The story of not collecting on the prize, Carl Kasell’s voice on my answering machine message, is more complicated.

As it happened, this episode of Wait Wait aired on the weekend right before September 11. Most of us were stunned by that day, and in a lot of cases, trivial things suddenly seemed a lot less important. Getting my prize just fell off the radar.

It’s a tiny thing, of course, but interesting how the shock and horror of that day affected people.

It felt like that was the week when news stopped being funny, but thank God we were all wrong. Wait Wait and other shows help us deal with difficult times, now more than ever.

I like to think that Carl Kassel may be standing next to St. Peter when (if?) I make it upstairs. He’ll offer up a wry remark in that sonorous voice of his, and maybe I can still get him to record my voice mail message.

Slice of Life

Local TV news descended on Gloversville last week when word went out about a standoff police described as “armed barricade involving an emotionally disturbed person”  The situation concluded when the man was discovered dead in an apartment. A rough time for all involved — but not so bad for reporters, because they got to have a pizza party.

I’m curious what the man’s friends and family would make of this tweet. What happened Friday was a big deal to them — it may have been one of the worst days they’ve ever had. And there are the reporters, enjoying a slice between their live shots.

TV stations are drawn by the spectacle of cops and armored vehicles. Stuff like this makes for good video, and good video is the name of the game. Stories about complicated things? Boring and hard to do. Fires, standoffs, accidents, murders? Easy peasy.

So, there you have it. An isolated event a small town ends tragically — but how about that pizza?

Fake Promo

By now, you’ve all seen this amazing montage of the “fake news” promo that Sinclair Broadcast forced its local affiliates to record and air. It’s especially interesting around here because WRGB’s Liz Bishop is prominently featured reading the Trump-inspired propaganda.

A lot of people are angry at the local stations over this crap, but as much as I dislike WRGB, I can’t say I blame them. When your boss sends you a script and says he wants it on the air, you do it. And Liz Bishop? She’s got bills to pay, just like you and me — but I bet now she wishes that she made Greg Floyd do it.

Everybody walks away looking bad here, but mostly Sinclair. Are they really so stupid that they didn’t realize that this would blow up in their faces? Yes, I suppose they are.

A Visit by Erastus

It’s always interesting to see what people are throwing away, and a keen eye toward trash will sometimes yield treasure, large and small.

One day at WNYT, I hauled a bag full of crap down from my office (despite what you’ve heard, I really was the creative services director, not the janitor) and saw a bankers box labelled “archives” in the dumpster. Well, who would’t peek at that?

It was crammed with an assortment of old correspondence dating back to the 1950s — and a folder full of photos. If these are archives, I reasoned, they belong in my office, not the dumpster.

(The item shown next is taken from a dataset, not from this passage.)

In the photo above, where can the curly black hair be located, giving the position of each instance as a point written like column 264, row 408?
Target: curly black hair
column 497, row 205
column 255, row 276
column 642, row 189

A lot of the papers dealt with the mundane matters of running a business, but among the photos were a few real gems, like the ones below. My favorite is this picture of good old Erastus Corning 2nd gamely peering into the WTRI camera for a PR shot.

And how about the look on this dogs face? Clearly, dogs have a lower tolerance for goofy photo ops than do politicians.

This photo is not quite so old. It’s from 1960 after they’d switched to the unfortunate call letters, WAST, for Albany-Schenectady-Troy. Add an “E” and you’ve got WASTE. The caption on the back identifies the woman as “Miss Nancy Doell, local Albany television actress.”

These pictures are from a time when television was still rather new and glamourous, but I think local TV still holds a certain fascination to people. I always enjoyed giving tours at channel 13 and seeing how much people loved looking behind the scenes. And the anchors and meteorologists? They’re the closest thing we have to celebrities. Well, I suppose in this town, politicians are also celebrities of a sort, just not always in a good way.